Speaking at a legal convention in the northern Israeli city of Haifa, Nitzan called the comment "super problematic," with Nezri adding it was a "dangerous statement."
Addressing comments by former Israeli premier Ehud Barak, who had said that he would only accept a decision by the attorney general only if the latter moved to indict Netanyahu, Nezri said "these comments are precarious."
"The decision will be made according to the evidence. When you hear one side say 'if the attorney general does this he's persecuting,' and on the other hand you hear 'if he does this it's a sham,' these are statements that undermine faith in the attorney general, and it's harmful," Nezri said.
"On the same day we had to say a bill was unconsitutional twice," said Nezri. "There's no doubt something is going on here. We sometimes remind the ministers we're also gatekeepers. We're not supposed to serve them, and it's important to remember we also need to assist the government in promoting its policies. It's difficult to say no to the ministers, but we do so with our heads held high."
At the same convention, former Supreme Court president Aharon Barak criticized Israel's nation-state law, saying "those who say there's no need for equality in the nation-state law, because it's anchored in the Basic Law on Human Dignity and Liberty, are hypocrites."
"They are the first to oppose adding it [the nation-state law] to the right for human dignity," he said.
Nezri added that he also had a great deal of criticism for the nation-state law, "But this is not a law initiated by the Justice Ministry. We do not write the Israeli law."
Nezri said the Justice Ministry voiced concerns that echoed Barak's comments to Netanyahu and Justice Minister Ayelet Shaked. "We did our best to convince them. Sometimes we succeeded and sometimes we don't."
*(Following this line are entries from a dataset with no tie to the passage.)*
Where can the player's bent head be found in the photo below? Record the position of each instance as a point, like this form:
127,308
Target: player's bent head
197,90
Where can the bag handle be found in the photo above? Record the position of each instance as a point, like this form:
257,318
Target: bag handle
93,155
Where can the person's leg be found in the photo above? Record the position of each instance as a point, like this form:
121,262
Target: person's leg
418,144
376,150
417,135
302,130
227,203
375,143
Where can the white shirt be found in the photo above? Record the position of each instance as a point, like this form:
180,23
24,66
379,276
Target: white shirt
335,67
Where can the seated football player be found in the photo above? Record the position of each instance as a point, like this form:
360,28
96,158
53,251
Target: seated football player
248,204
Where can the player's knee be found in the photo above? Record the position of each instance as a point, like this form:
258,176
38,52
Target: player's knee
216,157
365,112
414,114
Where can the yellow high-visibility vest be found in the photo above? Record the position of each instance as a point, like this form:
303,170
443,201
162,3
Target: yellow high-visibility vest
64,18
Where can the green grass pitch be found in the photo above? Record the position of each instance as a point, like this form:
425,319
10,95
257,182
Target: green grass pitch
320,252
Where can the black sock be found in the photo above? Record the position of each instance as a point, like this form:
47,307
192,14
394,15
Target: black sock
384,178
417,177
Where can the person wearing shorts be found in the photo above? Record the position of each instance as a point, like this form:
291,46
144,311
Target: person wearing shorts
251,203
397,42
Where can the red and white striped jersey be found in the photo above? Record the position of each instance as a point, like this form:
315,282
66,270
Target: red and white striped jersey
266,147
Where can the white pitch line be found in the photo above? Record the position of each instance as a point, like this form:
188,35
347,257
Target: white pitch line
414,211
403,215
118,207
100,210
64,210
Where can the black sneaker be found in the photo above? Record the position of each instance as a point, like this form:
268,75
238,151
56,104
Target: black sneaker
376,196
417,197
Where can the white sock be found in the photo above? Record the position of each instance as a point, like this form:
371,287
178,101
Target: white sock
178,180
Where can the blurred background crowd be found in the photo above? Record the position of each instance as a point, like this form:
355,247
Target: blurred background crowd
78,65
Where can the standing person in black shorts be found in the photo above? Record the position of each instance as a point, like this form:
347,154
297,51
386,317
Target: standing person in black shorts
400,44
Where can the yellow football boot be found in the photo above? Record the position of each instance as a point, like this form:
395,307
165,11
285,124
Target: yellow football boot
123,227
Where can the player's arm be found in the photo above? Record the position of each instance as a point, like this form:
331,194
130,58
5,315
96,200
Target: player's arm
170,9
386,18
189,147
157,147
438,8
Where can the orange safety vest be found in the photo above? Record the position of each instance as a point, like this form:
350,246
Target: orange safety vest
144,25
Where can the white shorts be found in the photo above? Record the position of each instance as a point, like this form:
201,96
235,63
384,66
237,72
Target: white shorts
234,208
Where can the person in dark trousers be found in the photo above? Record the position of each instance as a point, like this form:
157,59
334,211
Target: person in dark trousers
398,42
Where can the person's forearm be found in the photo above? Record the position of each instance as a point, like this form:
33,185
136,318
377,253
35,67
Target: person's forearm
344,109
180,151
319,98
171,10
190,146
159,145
Fourteen separate petitions have been filed against the law. Earlier this week, Supreme Court President Esther Hayut said deliberations have been postponed at the request of the State Prosecutor's Office.
The petitions will be heard by 11 veteran Supreme Court justices. Attorney General Avichai Mendelblit announced he will be defending the law in court.
Nezri recounted an encounter with a Druze employee of the Justice Ministry who heh says came to him in tears. "When you do not include equality in the law, it makes a problematic statement to minorities. As a justice ministry we would be glad if that value was included in this law, but we are not the legislators."
"Some of the reasoning in the Knesset regarding the nation-state law is unworthy," Barak added. He addressed concerns raised in the Knesset that the Supreme Court would annul the Palestinian right of return because it was unconstitutional.
"This is rubbish. I think we are a nation, and our right for self-determination as Jews is in the land of Israel. I accept the first clause, and I think it also stems from the Declaration of Independence. But it's redundant," Barak said. "We need a minority rights law. These elections are serious trouble, and as soon as they are finished, the nation-state law must be amended to ensure the equality of every Arab citizen."
Barak concluded by calling upon justices to "safeguard the democracy" before Israel turns into Hungary, which retired its justices, he said. "He who waits a little, waits forever," said Barak. "If you entrench yourselves, you'll never get out. After they solve the security problem and the terror problem, they'll solve the judges problem."